This leaves theaters in dire straits. This weekend, the average complex grossed under $5,000 (before concessions). More than half of that goes to film rentals. They have staff and other operational costs to pay, as well as rent to landlords. Theaters have a stronger hand in negotiating rent if they’re closed. Once open, they owe, and now they face weeks of operation at a significant loss.
Theaters weren’t fools in trying to reboot. They were operating from a weak position where opening gave a hope that audiences might flock to “Tenet,” and if so other top films would follow. They also feared not opening would encourage more VOD plays, which would lead to greater problems. Now, they face further financial stress.
Two holdover films followed “Tenet.” “The New Mutants” in second grossed $2.1 million in 2,704 domestic locations in its third weekend for a $15.3 million total. “Unhinged,” now in its fifth weekend, held well at $1.5 million, down only 20 percent and with a total of $13.8 million.

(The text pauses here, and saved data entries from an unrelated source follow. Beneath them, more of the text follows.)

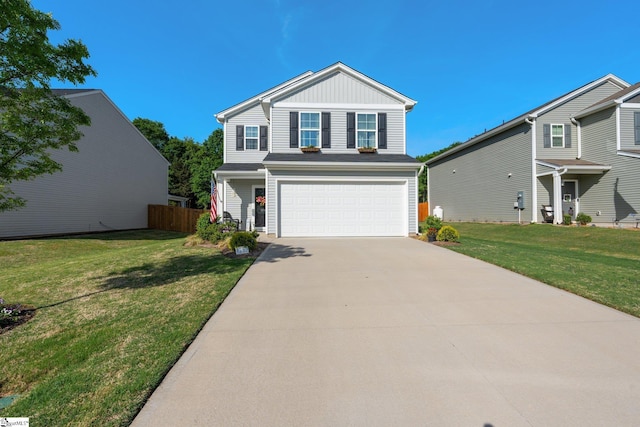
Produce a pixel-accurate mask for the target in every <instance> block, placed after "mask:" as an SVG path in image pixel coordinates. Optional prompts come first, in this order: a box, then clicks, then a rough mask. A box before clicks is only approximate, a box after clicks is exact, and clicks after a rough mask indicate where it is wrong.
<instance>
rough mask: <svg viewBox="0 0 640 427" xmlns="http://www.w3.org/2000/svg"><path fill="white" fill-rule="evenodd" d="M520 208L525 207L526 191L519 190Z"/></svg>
mask: <svg viewBox="0 0 640 427" xmlns="http://www.w3.org/2000/svg"><path fill="white" fill-rule="evenodd" d="M517 197H518V199H517V200H518V201H517V203H518V209H520V210H522V209H524V191H518V196H517Z"/></svg>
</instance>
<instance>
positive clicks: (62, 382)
mask: <svg viewBox="0 0 640 427" xmlns="http://www.w3.org/2000/svg"><path fill="white" fill-rule="evenodd" d="M184 237H185V235H184V234H180V233H172V232H162V231H152V230H149V231H137V232H119V233H110V234H101V235H93V236H84V237H73V238H59V239H38V240H23V241H13V242H0V271H2V275H1V276H0V297H2V298H4V299H5V300H6V302H7V303H17V302H19V303H22V304H28V305H32V306H35V307H37V310H36V314H35V316H34V317H33V318H32V319H31V320H30V321H28V322H27V323H25V324H23V325H20V326H18V327H16V328H15V329H13V330H10V331H8V332H5V333H3V334H0V349H1V353H0V354H1V355H2V359H1V360H2V363H0V398H1V397H6V396H14V395H19V396H20V397H19V398H18V399H17V400H16V401H15V402H14V403H13V404H12V405H10V406H9V407H7V408H6V409H3V410H0V416H2V417H30V421H31V423H32V424H31V425H36V426H38V425H39V426H49V425H100V426H103V425H104V426H107V425H112V426H115V425H128V424H129V423H130V422H131V420H132V419H133V417H134V416H135V415H136V413H137V412H138V410H139V409H140V408H141V406H142V405H143V403H144V402H145V400H146V399H147V397H148V396H149V395H150V393H151V392H152V391H153V390H154V389H155V387H156V386H157V385H158V384H159V382H160V381H161V380H162V378H163V376H164V375H165V374H166V372H167V371H168V370H169V369H170V368H171V366H172V365H173V364H174V363H175V362H176V361H177V359H178V358H179V356H180V355H181V354H182V352H183V351H184V350H185V348H186V347H187V346H188V345H189V344H190V343H191V342H192V340H193V339H194V337H195V336H196V335H197V333H198V331H199V330H200V329H201V328H202V326H203V325H204V323H205V322H206V321H207V320H208V319H209V317H210V316H211V315H212V314H213V313H214V312H215V311H216V309H217V307H218V306H219V305H220V303H221V302H222V301H223V300H224V298H225V297H226V296H227V294H228V293H229V292H230V290H231V289H232V288H233V286H234V285H235V283H236V282H237V281H238V279H239V278H240V277H241V276H242V274H243V273H244V272H245V271H246V269H247V268H248V267H249V266H250V265H251V263H252V262H253V258H237V259H231V258H227V257H224V256H223V255H221V254H220V252H219V251H218V250H217V249H213V248H205V247H185V246H183V243H184V240H185V239H184Z"/></svg>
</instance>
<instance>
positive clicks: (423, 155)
mask: <svg viewBox="0 0 640 427" xmlns="http://www.w3.org/2000/svg"><path fill="white" fill-rule="evenodd" d="M460 144H462V142H454V143H453V144H451V145H449V146H448V147H445V148H441V149H440V150H436V151H434V152H432V153H429V154H423V155H422V156H416V160H417V161H419V162H420V163H424V162H426V161H427V160H431V159H433V158H434V157H436V156H439V155H440V154H442V153H444V152H445V151H449V150H451V149H452V148H453V147H457V146H458V145H460ZM427 176H428V175H427V170H426V168H425V170H424V171H423V172H422V175H421V176H420V177H419V178H418V195H419V198H420V202H426V201H427V200H429V199H428V197H429V194H428V188H429V186H428V185H427Z"/></svg>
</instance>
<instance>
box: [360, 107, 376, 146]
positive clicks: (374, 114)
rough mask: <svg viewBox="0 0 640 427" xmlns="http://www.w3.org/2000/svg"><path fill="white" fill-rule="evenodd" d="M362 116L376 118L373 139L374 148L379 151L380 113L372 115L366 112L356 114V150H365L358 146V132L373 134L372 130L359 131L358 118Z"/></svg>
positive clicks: (362, 130)
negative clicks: (378, 115) (361, 114)
mask: <svg viewBox="0 0 640 427" xmlns="http://www.w3.org/2000/svg"><path fill="white" fill-rule="evenodd" d="M361 114H366V115H373V117H374V118H375V121H376V123H375V126H374V129H373V133H374V137H373V141H374V146H373V148H376V149H377V148H378V113H372V112H370V111H369V112H364V111H360V112H356V149H358V148H363V147H360V146H359V145H358V132H371V130H369V129H363V130H360V129H358V116H359V115H361Z"/></svg>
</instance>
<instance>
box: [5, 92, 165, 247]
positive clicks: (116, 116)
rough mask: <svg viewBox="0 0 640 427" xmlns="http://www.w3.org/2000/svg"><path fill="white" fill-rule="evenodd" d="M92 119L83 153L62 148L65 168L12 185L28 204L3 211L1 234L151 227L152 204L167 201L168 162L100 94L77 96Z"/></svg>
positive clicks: (79, 147)
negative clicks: (24, 199) (15, 209)
mask: <svg viewBox="0 0 640 427" xmlns="http://www.w3.org/2000/svg"><path fill="white" fill-rule="evenodd" d="M71 102H72V104H74V105H76V106H78V107H80V108H82V109H83V110H84V111H85V112H86V113H87V114H88V115H89V116H90V117H91V126H90V127H83V128H81V131H82V132H83V133H84V137H83V138H81V139H80V140H79V141H78V142H77V146H78V149H79V151H78V152H75V153H74V152H68V151H66V150H56V151H54V152H53V153H52V158H53V159H54V160H56V161H58V162H60V163H61V164H62V172H57V173H54V174H52V175H48V174H45V175H42V176H40V177H38V178H36V179H35V180H33V181H26V182H25V181H20V182H15V183H13V184H11V185H10V188H11V189H12V190H13V191H14V192H15V193H16V194H17V195H18V196H21V197H23V198H25V199H26V200H27V205H26V207H25V208H23V209H20V210H17V211H10V212H2V213H0V237H11V236H29V235H44V234H66V233H82V232H95V231H109V230H122V229H136V228H146V227H147V206H148V205H150V204H160V205H166V204H167V173H168V172H167V171H168V164H167V162H166V160H165V159H164V158H163V157H162V156H161V155H160V153H158V152H157V151H156V150H155V149H154V148H153V146H152V145H151V144H150V143H149V142H148V141H147V140H146V139H144V137H143V136H142V135H141V134H140V133H139V132H138V131H137V129H136V128H135V127H134V126H133V125H132V124H131V123H130V122H129V121H128V119H126V118H125V117H124V116H123V115H122V114H121V113H120V112H119V111H118V110H117V109H116V108H114V107H113V104H111V102H110V101H109V100H108V99H107V98H106V97H105V96H104V95H103V94H102V93H100V92H96V93H95V94H90V95H86V96H77V97H74V98H71Z"/></svg>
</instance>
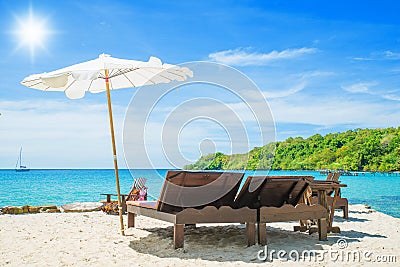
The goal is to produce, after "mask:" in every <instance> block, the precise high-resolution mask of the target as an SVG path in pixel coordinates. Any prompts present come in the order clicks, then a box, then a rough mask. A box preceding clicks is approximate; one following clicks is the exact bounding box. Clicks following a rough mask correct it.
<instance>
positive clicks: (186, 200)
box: [126, 171, 257, 248]
mask: <svg viewBox="0 0 400 267" xmlns="http://www.w3.org/2000/svg"><path fill="white" fill-rule="evenodd" d="M243 175H244V174H243V173H235V172H190V171H168V172H167V175H166V178H165V181H164V185H163V187H162V190H161V193H160V197H159V198H158V200H157V201H127V203H126V204H127V211H128V227H134V225H135V215H143V216H147V217H151V218H155V219H159V220H163V221H167V222H170V223H173V224H174V248H181V247H183V245H184V226H185V225H193V224H200V223H246V238H247V245H248V246H251V245H254V244H255V225H256V221H257V211H256V210H254V209H250V208H248V207H246V206H245V207H242V208H238V209H234V208H233V206H234V199H235V196H236V194H237V191H238V190H239V186H240V183H241V181H242V179H243ZM207 199H208V200H207Z"/></svg>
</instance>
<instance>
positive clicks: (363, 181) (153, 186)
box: [0, 169, 400, 218]
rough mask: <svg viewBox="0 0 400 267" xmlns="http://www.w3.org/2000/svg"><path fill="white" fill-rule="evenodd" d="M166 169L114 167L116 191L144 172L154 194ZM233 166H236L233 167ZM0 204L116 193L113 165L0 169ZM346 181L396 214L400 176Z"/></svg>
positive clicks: (74, 198)
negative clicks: (118, 173)
mask: <svg viewBox="0 0 400 267" xmlns="http://www.w3.org/2000/svg"><path fill="white" fill-rule="evenodd" d="M168 170H171V169H134V170H129V169H120V170H119V176H120V187H121V193H123V194H127V193H129V190H130V188H131V186H132V183H133V179H134V178H138V177H145V178H147V183H146V186H147V187H148V194H149V199H157V198H158V196H159V193H160V191H161V187H162V184H163V182H164V178H165V174H166V172H167V171H168ZM234 171H238V170H234ZM254 174H256V175H312V176H314V177H315V179H317V180H325V178H326V175H323V174H320V172H319V171H276V170H273V171H268V170H257V171H250V170H247V171H245V178H246V177H247V176H249V175H254ZM0 177H1V178H0V188H1V191H2V194H0V207H4V206H22V205H57V206H61V205H64V204H68V203H73V202H86V201H100V200H102V199H104V198H105V197H104V196H102V195H100V194H104V193H116V186H115V176H114V170H113V169H31V171H29V172H16V171H15V170H14V169H1V170H0ZM340 181H341V182H342V183H344V184H347V187H346V188H342V190H341V192H342V196H343V197H346V198H347V199H348V200H349V203H350V204H364V205H369V206H371V208H372V209H375V210H377V211H380V212H383V213H385V214H388V215H390V216H393V217H396V218H400V176H396V175H388V174H387V173H379V172H377V173H369V172H365V173H360V174H359V176H341V177H340Z"/></svg>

In fifth place is “After We Collided,” the sequel to 2019’s “After.” Playing only in Canada, It took in around $600,000 in around 300 theaters. International dates so far, excluding Canada, are $21 million. It is scheduled for U.S. play next month.
No other holdover titles grossed as much as $250,000. “Words on Bathroom Walls” came closest in sixth. Through four weekends it has yet to gross $2 million, despite playing as widely as possible.

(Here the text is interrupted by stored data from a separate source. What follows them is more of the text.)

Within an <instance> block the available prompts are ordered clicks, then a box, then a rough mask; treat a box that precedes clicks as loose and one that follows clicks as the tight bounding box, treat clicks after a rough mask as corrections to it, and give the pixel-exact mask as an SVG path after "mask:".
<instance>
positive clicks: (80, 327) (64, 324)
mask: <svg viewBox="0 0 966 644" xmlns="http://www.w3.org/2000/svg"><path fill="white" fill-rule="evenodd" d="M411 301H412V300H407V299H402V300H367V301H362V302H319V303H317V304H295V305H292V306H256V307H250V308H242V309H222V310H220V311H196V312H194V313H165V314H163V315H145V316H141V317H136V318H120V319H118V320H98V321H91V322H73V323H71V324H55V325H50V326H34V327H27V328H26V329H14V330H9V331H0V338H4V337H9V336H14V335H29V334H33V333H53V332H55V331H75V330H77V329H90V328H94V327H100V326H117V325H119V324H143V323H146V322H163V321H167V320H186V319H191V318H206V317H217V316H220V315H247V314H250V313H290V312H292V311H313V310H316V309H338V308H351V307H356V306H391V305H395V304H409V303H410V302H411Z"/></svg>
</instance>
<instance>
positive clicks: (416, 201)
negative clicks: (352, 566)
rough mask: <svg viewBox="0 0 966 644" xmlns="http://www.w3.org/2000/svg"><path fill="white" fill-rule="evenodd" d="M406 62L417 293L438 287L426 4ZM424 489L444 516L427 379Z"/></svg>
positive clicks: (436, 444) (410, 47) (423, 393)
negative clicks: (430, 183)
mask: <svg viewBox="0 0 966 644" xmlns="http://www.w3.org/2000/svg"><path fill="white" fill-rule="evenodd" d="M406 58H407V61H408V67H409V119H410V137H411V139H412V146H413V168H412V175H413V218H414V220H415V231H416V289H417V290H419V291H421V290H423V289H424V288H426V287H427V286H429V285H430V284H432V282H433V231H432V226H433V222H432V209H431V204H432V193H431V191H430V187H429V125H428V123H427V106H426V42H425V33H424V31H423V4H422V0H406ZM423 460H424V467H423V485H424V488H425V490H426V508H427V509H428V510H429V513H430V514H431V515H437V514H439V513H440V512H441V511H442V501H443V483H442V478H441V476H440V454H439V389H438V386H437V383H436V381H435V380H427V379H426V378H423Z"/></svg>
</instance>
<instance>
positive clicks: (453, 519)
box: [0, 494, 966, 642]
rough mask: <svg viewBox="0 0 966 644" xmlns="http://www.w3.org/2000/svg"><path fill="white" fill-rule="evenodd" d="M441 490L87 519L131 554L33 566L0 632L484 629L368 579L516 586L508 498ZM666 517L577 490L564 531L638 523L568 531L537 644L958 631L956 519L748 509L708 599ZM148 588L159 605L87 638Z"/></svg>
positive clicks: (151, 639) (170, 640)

Key international news was the bad opening for “Mulan” in China. For months, the assumption was Disney keyed all its delayed plans to this release. It came in at a paltry $23 million for three days. Piracy may have been a factor, with much of the world having PVOD access. Or, perhaps moviegoers aren’t into a foreign retelling of a local legend.
Controversy erupted in the U.S. last week when it was discovered that the “Mulan” credits thanked a sanctioned group in the Xinjiang region for production help. The Chinese responded by suppressing coverage of the controversy.